"1-bit" bools on freedreno

    freedreno: Leave bools as 1-bit and (usually) store them in half regs.
    If use NIR's 1-bit bool representation , we get exactly the bool behavior
    the hardware provides: CMPS produces true or false, AND/OR/XOR work as
    intended without extra absnegs, and we can pass those half values directly
    to other CMPS.  We emit an absneg for b2b1 ("turn a memory load into a
    1-bit NIR boolean"), but we would have done so for the ir3_n2b() on the
    use of that value anyway.

    The awkward part is ir3_SEL requiring that the cond match the bit size of
    the selection operands.  If we store all bools as half, we end up with a
    lot of extra upconverts.  Optimize most of them out by storing as full
    when the bool is only used by a 32-bit SEL.  (But we still have to convert
    if the bool gets mixed SEL and non-SEL usage)

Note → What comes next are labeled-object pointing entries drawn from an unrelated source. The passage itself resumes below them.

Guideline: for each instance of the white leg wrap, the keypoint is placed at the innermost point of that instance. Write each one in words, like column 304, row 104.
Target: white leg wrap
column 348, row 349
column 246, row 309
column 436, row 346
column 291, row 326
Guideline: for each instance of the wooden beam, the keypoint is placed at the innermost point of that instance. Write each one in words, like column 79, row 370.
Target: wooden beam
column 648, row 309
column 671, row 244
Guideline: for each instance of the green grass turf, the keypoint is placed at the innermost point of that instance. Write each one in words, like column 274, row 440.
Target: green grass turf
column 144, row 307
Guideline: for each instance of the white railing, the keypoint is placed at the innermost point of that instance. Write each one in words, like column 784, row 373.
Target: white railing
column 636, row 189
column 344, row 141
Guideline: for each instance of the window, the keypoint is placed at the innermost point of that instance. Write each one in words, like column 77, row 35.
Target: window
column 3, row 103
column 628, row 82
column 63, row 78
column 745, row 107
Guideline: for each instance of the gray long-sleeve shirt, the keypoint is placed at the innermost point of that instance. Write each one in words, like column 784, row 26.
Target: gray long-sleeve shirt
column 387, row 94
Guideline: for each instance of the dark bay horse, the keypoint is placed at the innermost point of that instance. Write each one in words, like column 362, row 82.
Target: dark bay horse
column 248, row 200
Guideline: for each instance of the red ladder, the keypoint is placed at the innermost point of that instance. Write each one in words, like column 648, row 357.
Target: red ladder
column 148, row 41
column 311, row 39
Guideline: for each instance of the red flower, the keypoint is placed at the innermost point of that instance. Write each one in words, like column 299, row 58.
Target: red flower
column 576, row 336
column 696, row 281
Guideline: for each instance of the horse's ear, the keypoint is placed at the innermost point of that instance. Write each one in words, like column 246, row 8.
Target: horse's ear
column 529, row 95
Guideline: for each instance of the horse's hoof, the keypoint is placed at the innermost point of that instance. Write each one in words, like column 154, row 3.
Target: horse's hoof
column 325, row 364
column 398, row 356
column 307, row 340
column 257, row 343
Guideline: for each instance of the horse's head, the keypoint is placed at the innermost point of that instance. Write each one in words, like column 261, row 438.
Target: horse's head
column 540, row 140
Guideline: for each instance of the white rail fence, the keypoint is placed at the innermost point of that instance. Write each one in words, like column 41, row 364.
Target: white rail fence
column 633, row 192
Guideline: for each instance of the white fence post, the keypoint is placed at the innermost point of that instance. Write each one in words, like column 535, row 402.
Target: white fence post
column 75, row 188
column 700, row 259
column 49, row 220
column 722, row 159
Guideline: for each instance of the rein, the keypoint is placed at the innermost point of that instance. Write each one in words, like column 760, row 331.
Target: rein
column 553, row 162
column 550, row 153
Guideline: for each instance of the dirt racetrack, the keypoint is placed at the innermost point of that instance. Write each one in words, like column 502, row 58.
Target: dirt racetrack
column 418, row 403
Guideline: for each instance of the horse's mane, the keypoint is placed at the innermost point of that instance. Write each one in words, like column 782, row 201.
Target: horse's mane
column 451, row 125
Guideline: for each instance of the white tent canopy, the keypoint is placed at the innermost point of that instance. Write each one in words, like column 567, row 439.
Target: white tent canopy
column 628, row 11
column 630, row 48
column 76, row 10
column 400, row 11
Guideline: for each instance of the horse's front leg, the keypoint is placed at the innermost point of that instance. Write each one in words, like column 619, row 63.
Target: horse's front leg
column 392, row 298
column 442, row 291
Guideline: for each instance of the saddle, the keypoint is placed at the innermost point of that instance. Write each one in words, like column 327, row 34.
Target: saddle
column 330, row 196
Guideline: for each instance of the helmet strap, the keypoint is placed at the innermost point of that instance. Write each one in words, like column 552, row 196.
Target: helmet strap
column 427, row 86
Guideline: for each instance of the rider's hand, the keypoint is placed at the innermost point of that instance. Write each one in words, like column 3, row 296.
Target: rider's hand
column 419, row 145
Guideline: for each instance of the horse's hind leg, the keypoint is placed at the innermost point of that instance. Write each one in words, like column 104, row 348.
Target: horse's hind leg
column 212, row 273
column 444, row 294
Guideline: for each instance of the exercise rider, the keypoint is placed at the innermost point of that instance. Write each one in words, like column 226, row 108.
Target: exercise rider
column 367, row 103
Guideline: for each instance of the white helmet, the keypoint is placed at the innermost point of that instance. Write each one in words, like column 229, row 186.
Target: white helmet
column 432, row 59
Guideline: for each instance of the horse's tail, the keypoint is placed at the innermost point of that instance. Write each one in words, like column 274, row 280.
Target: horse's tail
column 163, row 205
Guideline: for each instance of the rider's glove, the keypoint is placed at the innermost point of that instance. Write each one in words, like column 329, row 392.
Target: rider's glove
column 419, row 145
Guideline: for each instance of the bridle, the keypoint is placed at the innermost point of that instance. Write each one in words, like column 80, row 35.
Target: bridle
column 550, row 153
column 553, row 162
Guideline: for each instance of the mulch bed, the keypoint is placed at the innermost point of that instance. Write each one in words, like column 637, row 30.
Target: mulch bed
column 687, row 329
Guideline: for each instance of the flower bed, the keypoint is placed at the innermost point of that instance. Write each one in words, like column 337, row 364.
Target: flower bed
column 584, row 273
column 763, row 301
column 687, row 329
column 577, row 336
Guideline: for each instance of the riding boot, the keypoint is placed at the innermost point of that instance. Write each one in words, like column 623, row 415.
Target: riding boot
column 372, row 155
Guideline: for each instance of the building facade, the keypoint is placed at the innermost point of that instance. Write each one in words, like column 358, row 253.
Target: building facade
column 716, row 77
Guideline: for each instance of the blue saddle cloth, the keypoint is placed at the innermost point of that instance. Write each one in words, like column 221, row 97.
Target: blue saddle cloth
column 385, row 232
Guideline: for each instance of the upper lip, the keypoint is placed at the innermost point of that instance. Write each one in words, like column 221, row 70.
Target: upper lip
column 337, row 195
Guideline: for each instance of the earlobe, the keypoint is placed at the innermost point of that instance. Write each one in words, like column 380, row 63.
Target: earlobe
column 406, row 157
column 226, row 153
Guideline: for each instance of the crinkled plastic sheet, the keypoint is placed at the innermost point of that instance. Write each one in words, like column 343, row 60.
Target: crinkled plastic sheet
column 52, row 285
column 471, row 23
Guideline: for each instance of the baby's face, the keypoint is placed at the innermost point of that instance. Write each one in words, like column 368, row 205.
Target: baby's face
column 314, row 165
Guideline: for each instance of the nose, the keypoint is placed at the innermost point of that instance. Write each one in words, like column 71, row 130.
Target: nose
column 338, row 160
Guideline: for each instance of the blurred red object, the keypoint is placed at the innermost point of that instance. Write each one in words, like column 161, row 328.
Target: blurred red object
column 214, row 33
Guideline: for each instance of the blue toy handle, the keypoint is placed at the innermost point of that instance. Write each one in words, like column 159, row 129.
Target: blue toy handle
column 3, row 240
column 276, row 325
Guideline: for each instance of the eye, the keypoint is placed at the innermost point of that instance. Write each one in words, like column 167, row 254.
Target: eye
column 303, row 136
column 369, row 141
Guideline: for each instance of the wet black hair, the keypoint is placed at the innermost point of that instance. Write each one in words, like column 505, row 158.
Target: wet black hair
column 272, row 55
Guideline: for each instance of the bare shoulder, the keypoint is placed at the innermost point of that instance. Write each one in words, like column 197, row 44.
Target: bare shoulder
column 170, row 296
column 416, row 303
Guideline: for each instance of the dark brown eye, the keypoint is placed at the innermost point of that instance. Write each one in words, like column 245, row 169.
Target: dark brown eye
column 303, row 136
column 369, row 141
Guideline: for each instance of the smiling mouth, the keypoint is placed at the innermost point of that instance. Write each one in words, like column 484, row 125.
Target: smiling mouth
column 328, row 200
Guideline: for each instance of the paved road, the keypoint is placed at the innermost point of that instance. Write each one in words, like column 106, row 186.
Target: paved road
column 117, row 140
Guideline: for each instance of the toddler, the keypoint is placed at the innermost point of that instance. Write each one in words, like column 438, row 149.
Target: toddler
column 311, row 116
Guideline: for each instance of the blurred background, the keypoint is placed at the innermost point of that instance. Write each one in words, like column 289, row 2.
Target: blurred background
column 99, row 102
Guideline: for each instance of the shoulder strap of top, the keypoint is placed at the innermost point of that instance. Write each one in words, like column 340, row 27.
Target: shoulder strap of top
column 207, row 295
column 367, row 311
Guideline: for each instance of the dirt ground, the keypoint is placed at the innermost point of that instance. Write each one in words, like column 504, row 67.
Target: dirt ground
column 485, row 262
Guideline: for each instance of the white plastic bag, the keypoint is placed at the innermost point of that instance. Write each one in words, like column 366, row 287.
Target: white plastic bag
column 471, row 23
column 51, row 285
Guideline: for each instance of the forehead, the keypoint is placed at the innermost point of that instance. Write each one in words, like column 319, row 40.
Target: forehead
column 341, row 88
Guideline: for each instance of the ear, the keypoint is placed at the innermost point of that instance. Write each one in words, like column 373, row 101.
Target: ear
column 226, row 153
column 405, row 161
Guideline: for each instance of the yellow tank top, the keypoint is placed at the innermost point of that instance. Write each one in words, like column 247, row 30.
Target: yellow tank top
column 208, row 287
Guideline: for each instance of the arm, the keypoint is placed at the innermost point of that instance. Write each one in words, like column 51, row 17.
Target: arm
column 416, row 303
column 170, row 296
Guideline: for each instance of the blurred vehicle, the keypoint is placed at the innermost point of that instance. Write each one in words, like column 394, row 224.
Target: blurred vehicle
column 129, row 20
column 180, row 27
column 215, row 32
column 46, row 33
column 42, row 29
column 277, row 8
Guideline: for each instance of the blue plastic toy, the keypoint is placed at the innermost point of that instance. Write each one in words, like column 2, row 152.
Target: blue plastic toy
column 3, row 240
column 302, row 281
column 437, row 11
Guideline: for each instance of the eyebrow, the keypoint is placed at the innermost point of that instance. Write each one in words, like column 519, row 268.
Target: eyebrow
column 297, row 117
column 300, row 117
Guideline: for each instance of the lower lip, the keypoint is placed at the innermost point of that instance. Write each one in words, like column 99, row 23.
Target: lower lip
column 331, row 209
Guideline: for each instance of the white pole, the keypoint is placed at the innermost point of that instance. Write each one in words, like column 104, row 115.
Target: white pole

    significant changes to GL_TIME_ELAPSED on my set of traces:
    gputest/pixmark-volplosion.trace   :  -14.10% (+/-   0.3%)
    gputest/pixmark-piano.trace        :   -9.93% (+/-   0.2%)
    glmark2/shading:shading=cel.trace  :   -0.70% (+/-   0.3%)
    glmark2/terrain.trace              :   -0.48% (+/-   0.1%)
    instructions in affected programs: 2884196 -> 2847751 (-1.26%)
    nops in affected programs: 1067818 -> 1035885 (-2.99%)
    non-nops in affected programs: 899507 -> 894995 (-0.50%)
    mov in affected programs: 15945 -> 16050 (0.66%)
    cov in affected programs: 11874 -> 13944 (17.43%)
    dwords in affected programs: 510912 -> 497984 (-2.53%)
    last-baryf in affected programs: 210540 -> 204577 (-2.83%)
    full in affected programs: 8722 -> 8848 (1.44%)
    sstall in affected programs: 308623 -> 308127 (-0.16%)
    (ss) in affected programs: 20062 -> 19951 (-0.55%)
    (sy) in affected programs: 1344 -> 1360 (1.19%)
    LOST:   8
    GAINED: 0
    The lost shaders look like huge shaders that might fail RA.